Monte-Carlo Tree Search

Intro

Monte-Carlo Tree Search (MCTS) is an algorithm you can use to explore a tree of states by sampling random episodes with a guidance policy that can be thought of like an heuristic. When we sample a lot of episodes, many of them will have the same beginning (because the number of possiblilities grows exponentially in the number of timesteps, depending on the state branching factor) and theirfore the beginning of episodes is probably shared by multiple episodes.

You can think of Monte-Carlo Tree Search as generating the state-tree with guidance of a policy $\pi^s$, similar to heuristic-driven search like $A^{*}$.
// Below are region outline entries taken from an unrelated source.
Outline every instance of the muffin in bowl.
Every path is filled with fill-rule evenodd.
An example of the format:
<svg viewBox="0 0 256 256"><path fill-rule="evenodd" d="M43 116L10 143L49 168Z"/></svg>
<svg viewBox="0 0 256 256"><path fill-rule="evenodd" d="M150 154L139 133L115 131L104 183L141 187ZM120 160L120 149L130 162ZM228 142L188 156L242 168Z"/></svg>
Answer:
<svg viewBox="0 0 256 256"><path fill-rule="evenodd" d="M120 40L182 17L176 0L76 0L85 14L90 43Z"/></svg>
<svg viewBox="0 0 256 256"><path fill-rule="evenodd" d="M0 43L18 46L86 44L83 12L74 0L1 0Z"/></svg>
Monte-Carlo Tree Search Algorithm:

Node selection:
- use a (stochastic) selection policy $\pi^{s}$ to select nodes until we are at a node with no children
Expansion:
- expand this node (add one or more children according to the policy $\pi^{s}$)
Simulation:
- sample one episode according to $\pi$ (could be another policy than $\pi^s$)
- observe the value/reward (could be the reward or outcome of a game, i.e. if you won or lost)
Backpropagation:
- update $V^{\pi}$ (or $Q^{\pi}$) for all nodes along the trajectory starting from the bottom (= bootstrapping)
- i.e. start with $\Delta V^{\pi}(s_8) = r_9 + \gamma V^{\pi}(s_9)$ for updating the value of state $s_8$

Parallelization

There are three main approaches to parallelization, and the one that sounds most interesting to me (because of simplicity) is number one:

leaf parallelization:
- execute multiple playouts (=rollouts) from one leaf node in parallel.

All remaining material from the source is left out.